Since then, reports have been appearing of black-capped chickadees in Maryland. In the last few days, reports on the local birding listserve have indicated black-capped chickadees in Harford, Rockville, possibly Violette's Lock, and possibly Washington, D.C. as well. This means it is time to start paying closer attention to the chickadees in the area. (There was also a suggestion of looking out for boreal chickadees as well.) The black-capped chickadee is not on the Maryland review list (pdf), nor on the DC review list (pdf).

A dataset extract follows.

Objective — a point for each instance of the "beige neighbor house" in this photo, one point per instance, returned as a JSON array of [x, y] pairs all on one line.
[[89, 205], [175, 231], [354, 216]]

A sighting of a black-capped chickadee in eastern Maryland or the District of Columbia would be an exciting event. While black-capped chickadees are common up north, they are rare down here, where the local chickadee species is the Carolina chickadee. The problem is that black-capped and Carolina chickadees look superficially the same, and can be difficult to distinguish in the field.

Most guides tend to focus upon several identification points:

  • Voice: black-capped sings a fee-bee or fee-bee-ee compared to the Carolina's fee-bee-fee-bay; the black-capped's chick-a-dee-dee-dee is slower and deeper than the Carolina's
  • Head shape: the black-capped appears to have a proportionally larger head
  • Wings: the black-capped has more white edging on the flight feathers, and (more importantly) have substantial white edges on the greater coverts
  • Bib: the lower edge of the bib is more ragged on the black-capped than on the Carolina
  • Tail: black-capped may have white edging on tail feathers, and the tail appears longer
The important thing is not to rely on one field mark alone, especially in areas of contact between the two species. In those areas, there is substantial hybridization, and chickadees have been known to learn the "wrong" song. In Washington, at least, we are below the dividing line, which runs through Central Jersey and southeastern Pennsylvania.

Here are some online resources for solving the identification problem:
  • Notes on black-capped versus Carolina chickadees from Project Feeder Watch.
  • A general article on chickadees from Birdscope.
  • Species accounts of the Carolina chickadee from CLO and Patuxent.
  • Species accounts of the black-capped chickadee from CLO and Patuxent.
  • Some additional id points from the local listserve.